En notant et catégorisant les compréhensions, les troubles, les commentaires, en faisant appel aux expériences personnelles, la salle de classe numérique, ouverte sur le temps et l’espace se donne le moyen de favoriser et de garder trace de la polémique, essentielle au savoir. - Les mots-clés sont également proposés par les étudiants. Leur récurrence sera utile à la rédaction de synthèses.
Aller au bout de l’expérience contributive
L’expérience ainsi décrite n’est pas complète tant qu’elle n’a pas abouti à une formalisation/éditorialisation du cours.
Un cours doit transformer celui qui le suit, processus en 2 étapes :
- s’approprier les éléments de compréhension
- élaborer la compréhension du cours = produire une forme éditorialisée du cours
L’objectif est d’aboutir à un résumé du cours, éditorialisé par 2 ou 3 groupes, doté d’une base de données de navigation.
Les outils permettant cette éditorialisation sont actuellement en développement à l’IRI :
- Un robot de recommandation contributive : discuter, confronter, faire progresser, soit la dialectique assistée par ordinateur.
- Un logiciel de réseau social, fondé sur le partage d’objectifs.

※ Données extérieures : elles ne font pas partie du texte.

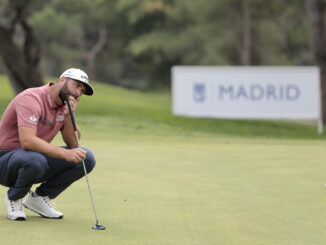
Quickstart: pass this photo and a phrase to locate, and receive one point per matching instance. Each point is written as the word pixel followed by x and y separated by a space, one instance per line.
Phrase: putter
pixel 96 226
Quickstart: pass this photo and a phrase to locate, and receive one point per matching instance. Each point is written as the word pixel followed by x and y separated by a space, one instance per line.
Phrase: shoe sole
pixel 44 216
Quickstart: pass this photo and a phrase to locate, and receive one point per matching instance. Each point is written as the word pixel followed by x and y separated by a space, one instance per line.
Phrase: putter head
pixel 98 227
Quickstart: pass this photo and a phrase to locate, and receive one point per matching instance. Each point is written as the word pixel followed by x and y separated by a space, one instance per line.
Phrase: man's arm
pixel 68 133
pixel 29 141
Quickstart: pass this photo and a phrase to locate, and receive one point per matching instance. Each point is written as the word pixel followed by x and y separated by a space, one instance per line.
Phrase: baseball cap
pixel 80 76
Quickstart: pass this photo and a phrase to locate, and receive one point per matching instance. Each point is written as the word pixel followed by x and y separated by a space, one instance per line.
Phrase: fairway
pixel 161 180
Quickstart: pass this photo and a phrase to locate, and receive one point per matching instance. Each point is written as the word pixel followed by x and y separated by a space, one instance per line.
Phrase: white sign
pixel 247 92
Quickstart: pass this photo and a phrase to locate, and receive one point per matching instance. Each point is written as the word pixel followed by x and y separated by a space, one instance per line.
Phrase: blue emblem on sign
pixel 199 92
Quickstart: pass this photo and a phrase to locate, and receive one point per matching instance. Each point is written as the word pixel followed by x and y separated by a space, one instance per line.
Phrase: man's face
pixel 73 88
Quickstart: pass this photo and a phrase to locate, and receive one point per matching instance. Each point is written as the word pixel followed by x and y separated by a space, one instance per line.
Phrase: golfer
pixel 28 125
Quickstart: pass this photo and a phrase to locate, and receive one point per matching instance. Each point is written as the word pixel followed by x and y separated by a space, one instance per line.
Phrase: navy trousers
pixel 20 169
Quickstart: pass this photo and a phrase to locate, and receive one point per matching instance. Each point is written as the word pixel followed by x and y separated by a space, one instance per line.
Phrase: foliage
pixel 145 38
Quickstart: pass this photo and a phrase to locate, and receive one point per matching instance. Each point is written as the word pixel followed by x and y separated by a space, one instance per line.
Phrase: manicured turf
pixel 165 180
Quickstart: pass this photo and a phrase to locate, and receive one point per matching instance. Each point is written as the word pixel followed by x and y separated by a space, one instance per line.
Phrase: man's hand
pixel 75 155
pixel 73 101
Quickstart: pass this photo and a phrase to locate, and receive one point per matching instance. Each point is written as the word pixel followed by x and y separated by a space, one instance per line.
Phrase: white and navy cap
pixel 80 76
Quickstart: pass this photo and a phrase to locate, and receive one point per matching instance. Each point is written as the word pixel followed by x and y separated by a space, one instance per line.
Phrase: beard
pixel 63 92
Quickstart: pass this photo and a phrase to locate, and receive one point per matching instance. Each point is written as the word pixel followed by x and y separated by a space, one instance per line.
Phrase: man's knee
pixel 89 161
pixel 33 163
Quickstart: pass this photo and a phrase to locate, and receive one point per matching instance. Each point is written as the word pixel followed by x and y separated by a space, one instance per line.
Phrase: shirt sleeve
pixel 28 111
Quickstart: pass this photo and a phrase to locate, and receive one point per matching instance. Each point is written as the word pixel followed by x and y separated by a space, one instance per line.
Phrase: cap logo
pixel 84 77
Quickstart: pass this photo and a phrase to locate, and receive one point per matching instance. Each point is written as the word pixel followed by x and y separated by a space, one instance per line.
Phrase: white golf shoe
pixel 15 209
pixel 42 206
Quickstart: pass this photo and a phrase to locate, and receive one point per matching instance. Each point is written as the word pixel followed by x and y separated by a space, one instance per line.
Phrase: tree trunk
pixel 246 49
pixel 91 54
pixel 20 62
pixel 316 15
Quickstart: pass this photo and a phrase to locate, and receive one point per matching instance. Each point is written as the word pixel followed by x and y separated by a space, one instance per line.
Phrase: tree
pixel 316 12
pixel 19 48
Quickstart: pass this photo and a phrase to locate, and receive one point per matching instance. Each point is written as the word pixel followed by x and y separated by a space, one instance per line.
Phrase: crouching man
pixel 28 125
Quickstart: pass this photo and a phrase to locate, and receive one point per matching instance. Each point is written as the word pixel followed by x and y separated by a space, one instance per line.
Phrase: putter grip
pixel 73 120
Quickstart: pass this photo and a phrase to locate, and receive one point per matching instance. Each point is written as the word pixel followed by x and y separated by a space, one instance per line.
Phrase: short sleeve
pixel 28 111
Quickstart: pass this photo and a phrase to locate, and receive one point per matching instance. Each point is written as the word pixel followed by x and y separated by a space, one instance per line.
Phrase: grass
pixel 161 179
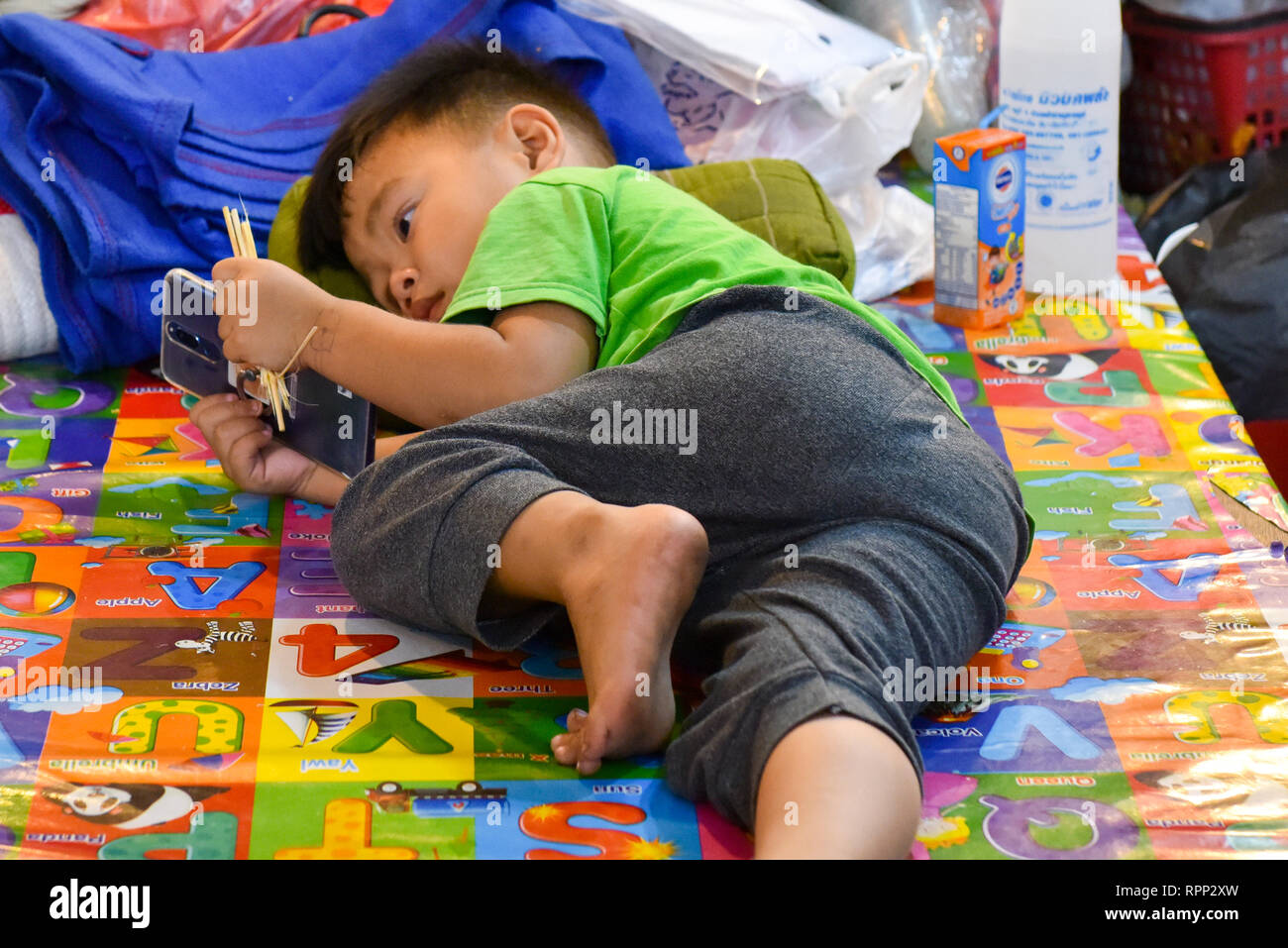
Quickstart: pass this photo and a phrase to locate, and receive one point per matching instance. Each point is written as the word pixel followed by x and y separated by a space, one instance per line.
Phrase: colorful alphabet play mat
pixel 183 677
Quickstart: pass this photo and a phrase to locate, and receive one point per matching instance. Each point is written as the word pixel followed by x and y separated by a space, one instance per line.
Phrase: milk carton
pixel 979 228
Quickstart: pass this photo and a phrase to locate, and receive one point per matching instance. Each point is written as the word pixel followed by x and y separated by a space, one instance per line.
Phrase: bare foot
pixel 642 569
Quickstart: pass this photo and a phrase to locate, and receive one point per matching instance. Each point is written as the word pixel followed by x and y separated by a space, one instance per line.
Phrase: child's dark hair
pixel 458 82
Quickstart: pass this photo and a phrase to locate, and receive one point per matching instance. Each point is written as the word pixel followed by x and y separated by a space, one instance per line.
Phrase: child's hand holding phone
pixel 244 443
pixel 266 309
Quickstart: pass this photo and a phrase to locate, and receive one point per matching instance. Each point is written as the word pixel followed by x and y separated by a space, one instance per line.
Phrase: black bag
pixel 1231 274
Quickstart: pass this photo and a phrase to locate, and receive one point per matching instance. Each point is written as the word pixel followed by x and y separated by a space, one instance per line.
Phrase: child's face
pixel 420 196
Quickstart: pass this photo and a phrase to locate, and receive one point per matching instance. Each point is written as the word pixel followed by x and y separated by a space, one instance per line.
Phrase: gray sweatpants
pixel 853 520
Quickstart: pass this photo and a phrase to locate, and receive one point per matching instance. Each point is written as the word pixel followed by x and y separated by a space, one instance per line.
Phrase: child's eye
pixel 403 224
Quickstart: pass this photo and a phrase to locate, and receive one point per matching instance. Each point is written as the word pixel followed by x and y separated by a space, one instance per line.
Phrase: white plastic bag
pixel 806 85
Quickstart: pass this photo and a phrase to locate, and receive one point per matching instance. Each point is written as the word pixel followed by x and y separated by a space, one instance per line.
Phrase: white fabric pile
pixel 26 325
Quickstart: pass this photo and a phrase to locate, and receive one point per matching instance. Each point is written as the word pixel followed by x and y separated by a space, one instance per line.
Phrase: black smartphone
pixel 325 421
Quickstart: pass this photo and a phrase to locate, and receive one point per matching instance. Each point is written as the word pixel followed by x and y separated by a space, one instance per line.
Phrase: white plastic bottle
pixel 1059 67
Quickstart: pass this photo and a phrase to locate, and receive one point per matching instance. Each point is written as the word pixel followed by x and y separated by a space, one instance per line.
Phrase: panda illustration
pixel 129 805
pixel 1073 365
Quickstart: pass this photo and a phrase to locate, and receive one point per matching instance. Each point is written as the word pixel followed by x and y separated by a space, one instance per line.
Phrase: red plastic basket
pixel 1199 93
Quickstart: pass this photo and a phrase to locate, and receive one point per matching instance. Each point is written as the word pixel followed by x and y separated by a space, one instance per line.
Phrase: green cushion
pixel 774 198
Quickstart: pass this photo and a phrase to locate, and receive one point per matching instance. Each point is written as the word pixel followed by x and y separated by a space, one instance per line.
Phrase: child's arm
pixel 430 373
pixel 436 373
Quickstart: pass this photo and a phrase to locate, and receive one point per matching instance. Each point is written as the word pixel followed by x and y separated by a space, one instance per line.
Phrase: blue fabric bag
pixel 119 158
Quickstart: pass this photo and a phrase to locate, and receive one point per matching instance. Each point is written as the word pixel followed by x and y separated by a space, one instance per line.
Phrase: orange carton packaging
pixel 979 228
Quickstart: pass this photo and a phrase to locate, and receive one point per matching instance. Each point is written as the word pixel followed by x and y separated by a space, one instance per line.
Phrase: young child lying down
pixel 807 502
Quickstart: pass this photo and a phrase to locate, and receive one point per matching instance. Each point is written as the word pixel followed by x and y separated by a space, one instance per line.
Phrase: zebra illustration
pixel 207 644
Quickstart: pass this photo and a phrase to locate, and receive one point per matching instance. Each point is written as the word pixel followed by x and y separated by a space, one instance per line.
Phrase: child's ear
pixel 536 136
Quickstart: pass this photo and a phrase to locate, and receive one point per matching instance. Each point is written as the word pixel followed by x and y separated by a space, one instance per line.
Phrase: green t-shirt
pixel 632 253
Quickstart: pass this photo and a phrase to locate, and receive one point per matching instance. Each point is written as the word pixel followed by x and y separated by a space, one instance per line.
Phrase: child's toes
pixel 593 742
pixel 566 749
pixel 576 720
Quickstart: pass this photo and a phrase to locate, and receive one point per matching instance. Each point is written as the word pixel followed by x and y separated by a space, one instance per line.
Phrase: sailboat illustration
pixel 313 721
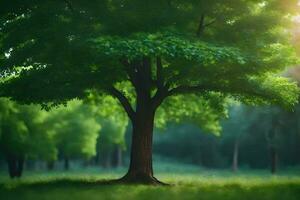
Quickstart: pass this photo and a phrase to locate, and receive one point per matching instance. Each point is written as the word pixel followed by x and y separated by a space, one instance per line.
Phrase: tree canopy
pixel 146 52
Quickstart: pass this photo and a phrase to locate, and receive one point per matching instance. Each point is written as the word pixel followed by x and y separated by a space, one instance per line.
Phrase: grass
pixel 191 184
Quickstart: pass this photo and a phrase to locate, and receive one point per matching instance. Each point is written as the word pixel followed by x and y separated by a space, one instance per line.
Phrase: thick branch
pixel 186 89
pixel 69 5
pixel 124 102
pixel 159 73
pixel 203 25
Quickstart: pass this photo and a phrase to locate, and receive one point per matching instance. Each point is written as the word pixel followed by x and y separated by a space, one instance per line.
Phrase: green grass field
pixel 201 184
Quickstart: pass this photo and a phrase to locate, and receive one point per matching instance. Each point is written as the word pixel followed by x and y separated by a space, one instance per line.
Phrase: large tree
pixel 146 52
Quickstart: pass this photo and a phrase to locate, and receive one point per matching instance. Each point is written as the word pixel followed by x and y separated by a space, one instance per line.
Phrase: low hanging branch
pixel 203 25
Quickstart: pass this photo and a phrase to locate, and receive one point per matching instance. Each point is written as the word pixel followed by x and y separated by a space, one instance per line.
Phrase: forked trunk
pixel 140 169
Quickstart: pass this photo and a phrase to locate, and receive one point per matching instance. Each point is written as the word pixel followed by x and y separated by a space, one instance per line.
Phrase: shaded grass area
pixel 196 185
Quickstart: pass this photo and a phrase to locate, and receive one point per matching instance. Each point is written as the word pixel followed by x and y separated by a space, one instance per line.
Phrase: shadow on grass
pixel 75 189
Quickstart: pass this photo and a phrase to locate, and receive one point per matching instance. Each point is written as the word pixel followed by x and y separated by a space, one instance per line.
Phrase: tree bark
pixel 50 165
pixel 12 166
pixel 274 160
pixel 140 169
pixel 66 163
pixel 235 156
pixel 20 166
pixel 117 157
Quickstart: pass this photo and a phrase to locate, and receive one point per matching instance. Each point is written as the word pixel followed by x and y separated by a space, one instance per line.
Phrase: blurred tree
pixel 75 131
pixel 187 50
pixel 22 135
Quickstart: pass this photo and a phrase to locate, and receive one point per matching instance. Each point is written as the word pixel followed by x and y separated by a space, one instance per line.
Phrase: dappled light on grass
pixel 203 185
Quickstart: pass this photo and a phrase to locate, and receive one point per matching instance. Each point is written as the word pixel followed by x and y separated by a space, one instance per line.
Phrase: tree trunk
pixel 67 163
pixel 140 169
pixel 20 166
pixel 274 160
pixel 235 156
pixel 50 165
pixel 12 166
pixel 117 156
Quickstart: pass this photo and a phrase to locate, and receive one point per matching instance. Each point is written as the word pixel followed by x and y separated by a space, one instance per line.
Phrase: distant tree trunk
pixel 15 165
pixel 117 157
pixel 50 165
pixel 20 166
pixel 12 166
pixel 66 163
pixel 274 160
pixel 235 156
pixel 106 159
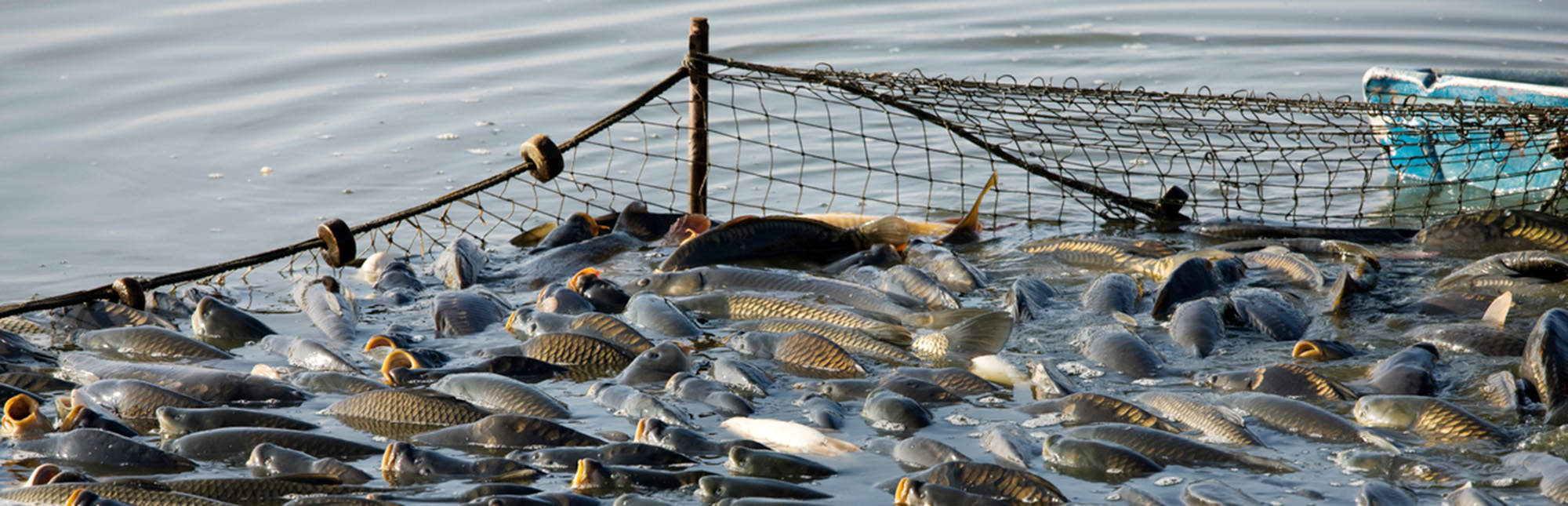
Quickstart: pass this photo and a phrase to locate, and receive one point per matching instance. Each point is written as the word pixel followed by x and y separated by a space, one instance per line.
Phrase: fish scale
pixel 578 349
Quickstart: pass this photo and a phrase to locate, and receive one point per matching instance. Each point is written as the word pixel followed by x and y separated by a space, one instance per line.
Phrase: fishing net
pixel 785 140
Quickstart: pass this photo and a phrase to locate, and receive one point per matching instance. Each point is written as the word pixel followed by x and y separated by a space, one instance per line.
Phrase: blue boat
pixel 1501 150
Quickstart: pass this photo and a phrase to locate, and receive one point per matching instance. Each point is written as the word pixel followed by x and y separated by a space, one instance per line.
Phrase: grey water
pixel 150 137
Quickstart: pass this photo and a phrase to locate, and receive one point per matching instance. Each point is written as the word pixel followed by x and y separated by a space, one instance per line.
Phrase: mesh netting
pixel 822 140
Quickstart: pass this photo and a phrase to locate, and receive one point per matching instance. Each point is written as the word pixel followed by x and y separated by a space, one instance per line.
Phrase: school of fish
pixel 669 359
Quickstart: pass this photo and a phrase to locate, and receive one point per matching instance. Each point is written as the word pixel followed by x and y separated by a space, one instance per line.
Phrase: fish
pixel 1175 450
pixel 150 343
pixel 101 453
pixel 655 431
pixel 1407 371
pixel 852 340
pixel 1487 337
pixel 211 385
pixel 559 263
pixel 1254 228
pixel 893 412
pixel 468 311
pixel 788 435
pixel 575 228
pixel 1028 299
pixel 238 442
pixel 821 410
pixel 1112 293
pixel 598 478
pixel 766 238
pixel 1545 363
pixel 1285 379
pixel 1191 280
pixel 1214 421
pixel 570 349
pixel 250 489
pixel 1384 493
pixel 1098 460
pixel 498 393
pixel 1268 313
pixel 308 354
pixel 134 399
pixel 656 365
pixel 21 418
pixel 1011 445
pixel 1288 264
pixel 1294 417
pixel 404 412
pixel 269 459
pixel 742 377
pixel 64 492
pixel 565 457
pixel 1528 274
pixel 1437 420
pixel 1216 492
pixel 460 264
pixel 1122 351
pixel 1199 326
pixel 772 464
pixel 802 352
pixel 1091 407
pixel 509 431
pixel 561 299
pixel 656 313
pixel 631 402
pixel 949 271
pixel 404 464
pixel 1323 349
pixel 920 453
pixel 1495 230
pixel 985 333
pixel 913 492
pixel 691 387
pixel 741 307
pixel 995 481
pixel 604 294
pixel 1552 468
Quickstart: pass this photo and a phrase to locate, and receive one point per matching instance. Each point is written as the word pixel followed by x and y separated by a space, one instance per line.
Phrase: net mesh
pixel 786 140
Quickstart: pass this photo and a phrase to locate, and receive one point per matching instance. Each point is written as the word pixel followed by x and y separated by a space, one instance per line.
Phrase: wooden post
pixel 697 115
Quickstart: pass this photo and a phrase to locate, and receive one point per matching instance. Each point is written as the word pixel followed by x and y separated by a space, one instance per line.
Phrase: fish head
pixel 1396 412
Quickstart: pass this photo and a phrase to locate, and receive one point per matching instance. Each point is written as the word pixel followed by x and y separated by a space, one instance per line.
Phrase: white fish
pixel 788 435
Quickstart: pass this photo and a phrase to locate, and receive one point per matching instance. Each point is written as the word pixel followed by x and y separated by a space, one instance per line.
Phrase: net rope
pixel 789 140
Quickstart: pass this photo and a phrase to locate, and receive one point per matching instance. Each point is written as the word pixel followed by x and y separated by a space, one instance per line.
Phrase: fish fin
pixel 945 318
pixel 311 479
pixel 887 230
pixel 833 446
pixel 1266 464
pixel 899 335
pixel 981 335
pixel 1125 319
pixel 996 369
pixel 968 230
pixel 1498 311
pixel 1381 442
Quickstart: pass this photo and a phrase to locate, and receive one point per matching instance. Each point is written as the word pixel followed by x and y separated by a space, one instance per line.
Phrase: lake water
pixel 153 137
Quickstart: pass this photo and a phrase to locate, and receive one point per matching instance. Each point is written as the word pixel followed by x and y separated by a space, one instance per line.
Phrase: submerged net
pixel 786 140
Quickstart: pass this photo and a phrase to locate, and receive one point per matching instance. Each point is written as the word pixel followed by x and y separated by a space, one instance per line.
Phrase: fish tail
pixel 968 230
pixel 943 319
pixel 1266 464
pixel 890 333
pixel 887 230
pixel 981 335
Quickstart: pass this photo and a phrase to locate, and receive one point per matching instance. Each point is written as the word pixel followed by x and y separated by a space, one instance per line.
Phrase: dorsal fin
pixel 968 230
pixel 1498 311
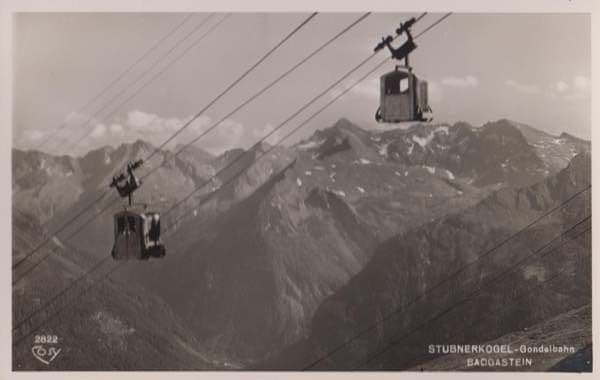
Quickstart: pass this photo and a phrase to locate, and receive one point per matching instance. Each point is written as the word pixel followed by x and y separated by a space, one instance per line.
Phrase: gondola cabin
pixel 137 236
pixel 403 98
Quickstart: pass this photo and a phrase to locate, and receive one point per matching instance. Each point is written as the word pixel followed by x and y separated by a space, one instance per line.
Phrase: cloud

Ces outils seraient nécessaires à l’existence de Moocs réellement contributifs, qui pourraient donner lieu à des certifications contributives.
Bernard Stiegler est également directeur de l’IRI, Centre Pompidou, Institut de recherche et d’innovation du Centre Georges Pompidou à Paris, institut qui a développé le logiciel Lignes de Temps.